What the hell? Why don’t we just arrest the bastard and do him over for a few hours? Who the hell f—ing cares who Damian f—ing Green is? Yeah, go for it. Time these f—ers learned their f—ing lesson.
Yes, comparisons with Hitler are over-dramatic, as are the more common comparisons being made now in all the other pieces like this one being scribbled and blogged by all the other no-name scribblers and bloggers like me, with Robert Mugabe’s hideous misrule of Zimbabwe. Matthew Parris mentions them in his piece, quoted above, noting their oddity yet ubiquity, but not ridiculing them any more than I do. For that is what goes on at the very bottom of the slippery slope we are on here. Those are the comparisons that spring to mind, even as you realise that they are out of all proportion.
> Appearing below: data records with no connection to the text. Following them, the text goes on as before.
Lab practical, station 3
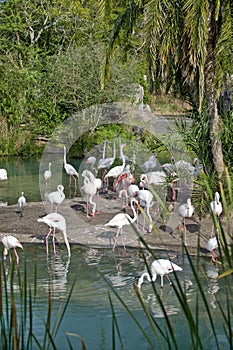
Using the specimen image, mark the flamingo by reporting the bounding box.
[64,146,79,188]
[206,237,218,261]
[0,169,7,181]
[105,198,138,251]
[18,192,26,210]
[210,192,222,238]
[16,192,26,217]
[2,236,23,265]
[37,213,71,257]
[142,152,157,171]
[81,170,98,217]
[179,198,194,246]
[44,162,52,189]
[139,171,167,188]
[47,185,65,211]
[138,259,183,289]
[136,190,154,232]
They go to to kind of deed this was, to its dramatic structure, so to speak, even if the scale and intensity of this particular deed was trivial by comparison.
As far as Damian Green was concerned, this has been wonderful. He is probably now having more fun than he ever has before or ever will again. And yes, it is Damian and not Damien. Who knew? Not me, until today.
I include references to f—ing and f—ers very deliberately. That our rulers now swear a lot more than they used to is all part of that atmosphere, that tone, that they have been so busily creating. It is an atmosphere in which there are now so many laws, and laws which are so sweeping in their scope, that all are now guilty. The law simplifies down to the question: do they like you? If they really really do not like you, look out, they’ll come for, and find or make up the laws they need as they go along. That a front bench politician has been, very publicly, on the receiving end of this parody of the idea of law is cause not for rage and more swearing, but for rejoicing.